Смотрит он всё куда-то мимо. Я знаю такой взгляд: с таким дядька Жор рассказывал тётке Катке, будто её одну любит и по гроб жизни ей верен, а что его с чужой женой видали — так то всё враки. Тётка Катка кивала, кивала, а потом кааак врежет ему по лицу прихватом! Вот и мне сейчас так же хочется, и чтобы искры из глаз.
Потому что много всего шептали в нашей заимке о силах, а ещё больше рассказал мне Чигирь, и по всему выходит, что не бывает такого, чтобы «было не надо». Где лежит непокойное тело, там сквозняк с другой стороны свищет. Там людям чудится дурное, там клубятся в тенях страхи, туда приходит мелкая и большая нечисть, там собираются болезни и беды. А если всё это длится уж очень долго, тогда к людям приходит сама Недоля, и от её ласкового взгляда нигде не спрятаться, не скрыться.
Всё то, что он мне про дурное место говорил, всё это — поэтому. И я говорю:
— Надо. Надо прибрать. Вот прямо сегодня соберите людей, возьмите косы, лопаты, вилы. Мастерскую, поля, луг и всю округу — всё пересмотреть надо, мертвецов собрать, положить на ткань, отпеть…
Мужик так и смотрит мимо, пока я распинаюсь, как правильно проводить мертвеца, чтобы точно ушёл, куда отправили. А потом говорит мне важно:
— С глазами разобраться. Сколько будет стоить?
Я теряюсь.
— Похороним всех, — неуверенно повторяю я. — Потом схожу, выгоню, что останется… пяток серебром это будет стоить.
— Нет. С глазами сейчас порешим, а дальше уже мы сами. Так сколько?
Чигирь гадливо каркает, мог бы — сплюнул, наверное.
— Сперва похороним…
— С вас глаза. Сегодня! А другое всё — наше дело.

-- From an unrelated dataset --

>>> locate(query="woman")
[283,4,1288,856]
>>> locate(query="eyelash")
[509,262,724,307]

— Но они же вернутся! Не глаза, так другое. Если дверь не закрыть, в неё так и будет раз за разом сочиться нечистое. Сейчас хоть глаза, они пока хоть не кусаются. А упыри если? А если стрига?
— Ведуна позовём, — отмахивается мужик. — Много вас развелось на наших дорогах, зови — не хочу.

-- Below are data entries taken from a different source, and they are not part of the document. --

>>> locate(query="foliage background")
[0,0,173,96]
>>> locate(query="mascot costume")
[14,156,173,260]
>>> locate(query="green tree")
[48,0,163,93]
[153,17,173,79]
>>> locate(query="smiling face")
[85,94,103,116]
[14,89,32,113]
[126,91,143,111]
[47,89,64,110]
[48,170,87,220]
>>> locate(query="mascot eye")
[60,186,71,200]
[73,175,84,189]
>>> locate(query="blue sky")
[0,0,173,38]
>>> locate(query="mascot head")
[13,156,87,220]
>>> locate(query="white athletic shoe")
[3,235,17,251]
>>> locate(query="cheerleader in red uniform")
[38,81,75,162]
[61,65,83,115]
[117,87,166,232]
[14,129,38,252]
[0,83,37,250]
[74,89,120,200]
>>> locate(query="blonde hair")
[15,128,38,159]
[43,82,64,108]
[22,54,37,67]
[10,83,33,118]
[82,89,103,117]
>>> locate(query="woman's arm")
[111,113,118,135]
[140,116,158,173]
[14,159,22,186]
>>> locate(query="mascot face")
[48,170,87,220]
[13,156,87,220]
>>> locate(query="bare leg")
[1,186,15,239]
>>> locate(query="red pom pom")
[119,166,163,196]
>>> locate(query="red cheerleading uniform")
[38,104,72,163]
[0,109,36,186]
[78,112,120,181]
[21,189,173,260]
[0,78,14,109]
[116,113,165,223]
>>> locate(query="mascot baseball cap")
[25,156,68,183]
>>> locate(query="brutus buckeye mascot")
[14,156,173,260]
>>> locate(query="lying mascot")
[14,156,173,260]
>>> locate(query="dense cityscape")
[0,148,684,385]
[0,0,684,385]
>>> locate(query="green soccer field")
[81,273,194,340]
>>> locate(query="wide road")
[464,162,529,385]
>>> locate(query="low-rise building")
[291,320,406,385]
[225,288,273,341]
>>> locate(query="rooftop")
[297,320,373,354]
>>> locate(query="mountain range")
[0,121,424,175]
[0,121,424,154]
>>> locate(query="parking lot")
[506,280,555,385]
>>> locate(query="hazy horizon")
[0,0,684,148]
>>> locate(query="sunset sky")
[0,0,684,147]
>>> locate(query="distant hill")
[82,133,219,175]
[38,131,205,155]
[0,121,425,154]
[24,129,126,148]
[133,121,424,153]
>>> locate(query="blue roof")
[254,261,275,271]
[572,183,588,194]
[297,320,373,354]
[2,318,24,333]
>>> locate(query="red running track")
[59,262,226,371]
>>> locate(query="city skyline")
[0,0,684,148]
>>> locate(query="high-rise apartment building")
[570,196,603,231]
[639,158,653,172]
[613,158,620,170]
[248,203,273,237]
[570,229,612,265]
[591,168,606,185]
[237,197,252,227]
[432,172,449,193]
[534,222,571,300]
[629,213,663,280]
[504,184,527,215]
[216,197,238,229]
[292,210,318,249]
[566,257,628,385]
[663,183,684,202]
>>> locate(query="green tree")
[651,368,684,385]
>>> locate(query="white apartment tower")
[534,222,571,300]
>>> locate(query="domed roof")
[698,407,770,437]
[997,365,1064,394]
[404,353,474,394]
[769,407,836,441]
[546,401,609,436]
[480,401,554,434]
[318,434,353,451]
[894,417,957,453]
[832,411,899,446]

И я вдруг — будто водой окатило — понимаю: не может быть, чтобы все «надцать лет» здесь впервые завелось что-нибудь такое нечистое, чтобы пришлось звать ведуна. Годами в пурпурном поле гниют тела, годами белеет на крыльце скелет замученного мастера, и с каждым годом всё больше и больше пахнет в посёлке навью. Ко мне с глазами пришли, а до этого уже много раз к другим ведунам обращались. И что же это — все они соглашались разобраться с нечистью, но никто не заставил похоронить тех, за кем она является?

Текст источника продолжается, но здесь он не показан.